I have too many to list all of their likes and dislikes but some collective things that they like are stalking, watching reality tv out the window (especially if there are birds involved), snuggling with me (not my husband so much), playing with the chihuahua.

Dislikes involve water for only 2 of them, anyone besides myself or my husband (we're not much for having guests over), high pitched noises and for one of them, pretty much any unsanctioned petting. Haha.


----------



## Carmel (Nov 23, 2010)

LIKES:

Blaze -

Laser
Lap time
Fish, fish, fish...

Blacky -

Outside
Sleeping on me at night
Following us on walks

Jasper -

Playing fetch
His toy mouse
Wrestling with Coco
Finding everything possible to eat

DISLIKES:

Blaze -

Strangers
New places
Loud noise/garbage trucks/plastic bags
Just about all food...

Blacky -

Confined spaces
Being shut inside
Playing 
Other cats

Jasper -

Strangers
Not being able to find his mouse
Sitting still (I have a hard time picturing him as 6-7 yrs old)

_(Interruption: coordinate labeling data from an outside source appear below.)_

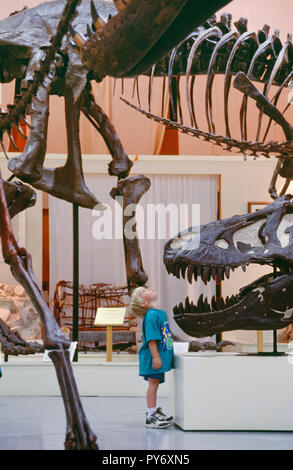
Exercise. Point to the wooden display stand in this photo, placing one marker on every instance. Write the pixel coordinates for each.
(109, 317)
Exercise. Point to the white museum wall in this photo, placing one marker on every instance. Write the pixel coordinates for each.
(241, 182)
(103, 260)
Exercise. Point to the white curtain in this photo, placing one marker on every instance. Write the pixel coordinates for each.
(103, 260)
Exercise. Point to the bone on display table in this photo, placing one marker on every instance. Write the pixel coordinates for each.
(228, 391)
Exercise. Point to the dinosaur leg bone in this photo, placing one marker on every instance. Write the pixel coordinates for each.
(120, 165)
(78, 433)
(18, 197)
(21, 268)
(13, 344)
(67, 182)
(28, 167)
(132, 189)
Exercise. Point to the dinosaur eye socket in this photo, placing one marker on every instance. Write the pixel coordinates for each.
(221, 243)
(179, 242)
(248, 237)
(283, 233)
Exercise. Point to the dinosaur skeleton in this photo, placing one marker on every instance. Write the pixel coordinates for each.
(45, 66)
(215, 49)
(264, 238)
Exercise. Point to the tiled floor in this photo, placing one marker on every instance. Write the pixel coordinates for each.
(38, 423)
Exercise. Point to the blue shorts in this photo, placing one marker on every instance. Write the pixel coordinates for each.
(161, 377)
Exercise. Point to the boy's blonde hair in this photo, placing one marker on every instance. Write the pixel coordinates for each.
(135, 307)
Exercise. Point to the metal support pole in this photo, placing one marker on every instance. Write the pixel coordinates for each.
(75, 278)
(275, 343)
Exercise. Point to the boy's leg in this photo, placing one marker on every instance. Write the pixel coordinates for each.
(151, 396)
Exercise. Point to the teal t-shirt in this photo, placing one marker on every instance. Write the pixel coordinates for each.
(155, 326)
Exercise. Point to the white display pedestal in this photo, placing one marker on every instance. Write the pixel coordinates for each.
(227, 391)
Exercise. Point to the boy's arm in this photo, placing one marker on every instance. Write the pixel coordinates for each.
(157, 361)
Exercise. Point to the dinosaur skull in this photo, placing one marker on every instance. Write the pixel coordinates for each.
(263, 237)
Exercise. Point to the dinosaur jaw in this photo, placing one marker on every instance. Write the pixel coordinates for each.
(213, 250)
(149, 29)
(265, 304)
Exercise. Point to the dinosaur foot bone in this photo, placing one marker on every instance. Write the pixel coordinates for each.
(132, 189)
(79, 436)
(18, 197)
(13, 344)
(68, 184)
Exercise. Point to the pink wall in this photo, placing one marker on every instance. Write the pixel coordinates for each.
(136, 132)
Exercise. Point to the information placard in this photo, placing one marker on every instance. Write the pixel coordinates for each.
(110, 316)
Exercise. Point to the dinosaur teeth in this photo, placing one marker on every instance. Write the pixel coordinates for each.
(89, 32)
(214, 303)
(189, 274)
(206, 274)
(221, 273)
(183, 270)
(214, 273)
(120, 4)
(13, 142)
(169, 268)
(200, 303)
(177, 270)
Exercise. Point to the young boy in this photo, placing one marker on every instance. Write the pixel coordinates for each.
(156, 355)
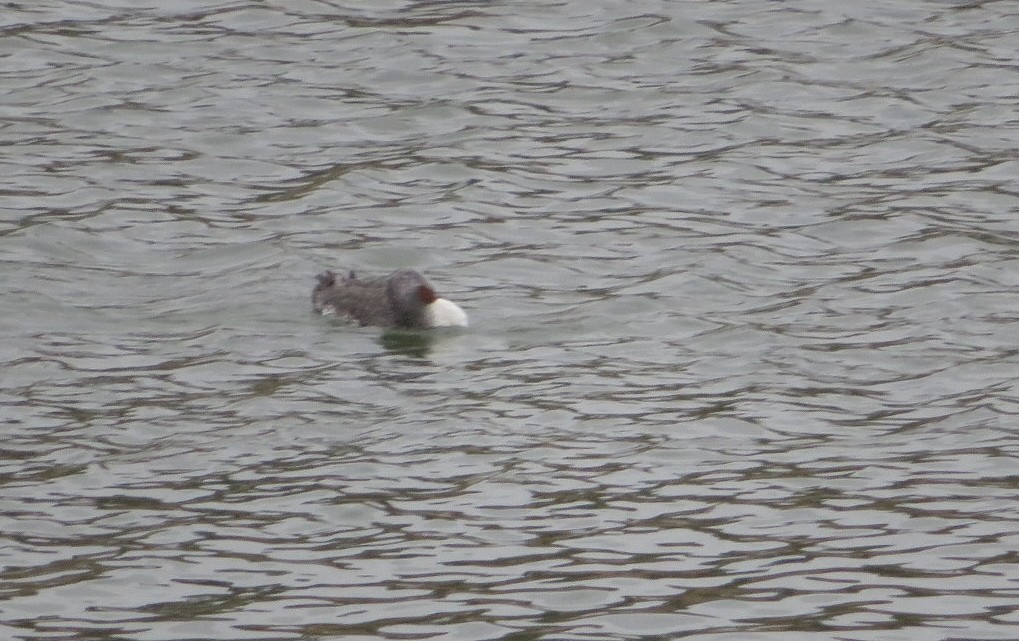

The only things they have in common are all liking that Before Grain quail.  They're hopeless.


----------



## hemiram (Feb 14, 2013)

Timmy:
Likes:

1. Having his back rubbed near the base of the tail.
2. Sleeping on the couch with Wink.
3. Sitting and looking out the window.
4. Always, always, always having food in the dish.
5. Sitting on my chest and getting his head rubbed. Sometimes.
6. Riding on the cart I use to bring groceries into the house.
7. Hunting Wink and being hunted by her.
8. Sitting on the subwoofer and watching TV.
9. Playing in the sink with the water dripping.

Dislikes;

1. Being held for more than about 10 seconds.
2. Being told NO!
3. Riding on the cart with Wink next to him.
4. Not putting food in the dish when he tells me to.

Wink:

Likes;

1. Being held like a baby while watching my PC or TV. 
2. Hunting/being hunted by Timmy.
3. Sitting on the subwoofer and watching TV.
4. Sitting on the arm of my chair and getting her head rubbed.
5. Climbing up and pushing her head against my left ear very firmly and making a "Peep!" noise. If I don't let her, she gets upset and leaves.
6. Playing in the sink with the water dripping. 

Dislikes:

1. Timmy pulling/knocking her off the cart. She yells when he grabs her.
2. Any attempt to look at her teeth.
3. Touching her ears, unless she's in a headrubbing mood.
4. Me yelling.
5. Not paying attention when she "Peeps" at me.


----------



## Jakiepoo (Jan 5, 2013)

Jake Likes:
1. Anything I'm eating, especially ham
2. Snuggling in my lap, especially when I sit cross legged.
3. Leash time outside
4. Birds
5. His laser pointer
6. My soft, brown blanket.
7. Following me around.
8. Me playing with his ears, no matter how much I pull on them!
9. When we have company over (he get's crazy excited!)
10. Playing hide and seek

Jake Dislikes:
1. Pizza crust (though he'll take it from me if I'm eating it)
2. Being held
3. Forceful snuggles on my part (I can't help it)
4. When we leave in the morning.
5. When my bedroom door is closed.
6. Belly rubs
7. Water
8. People not paying attention to him.
9. When I leave for more than 2 days (uhoh, I'm on two weeks right now, with two more to go )
10. Getting his nails clipped, you'd swear we were ripping his limps off.


----------



## FurbyFace (May 13, 2013)

Numly likes:
-Sleeping on her back with her belly up and legs spread as wide as they go. 
-Whipped Cream
-Chicken and Ham and Salmon 
-Water (she loves drinking from a faucet and splashing around in puddles)
-Belly rubs 
-Fetch
-Catnip
-Shoe Boxes
-Brushing her teeth

Numly doesn't like:
- The vacuum cleaner (she gets so scared that she gets confused and doesn't know where to hide)
- The vet
- Car rides (we moved to a different state and it took 10 hours. Since than she hates it)
-Bath time (even the waterless bath) 


Sent from Petguide.com Free App


----------



## Lotu (Apr 26, 2013)

We have 13 week old kittens  and their biggest like is probably each other  They romp about, pounce on each other, lick each other, nap together...cry out to each other if not together. We notice a few differences too.

Decimal likes...
...to sit on shoulders
...eating
...pouncing on her own shadow
...batting a ball around
...purring

Delta likes...
...lap-sitting
...wand toy with pink fluffy (boa-looking) attachment from the Dollar Store

They both seem to like wearing their collars which was a surprise to me. They are break-away collars that we take off at night. They also like a fresh litter box and fresh litter bowl.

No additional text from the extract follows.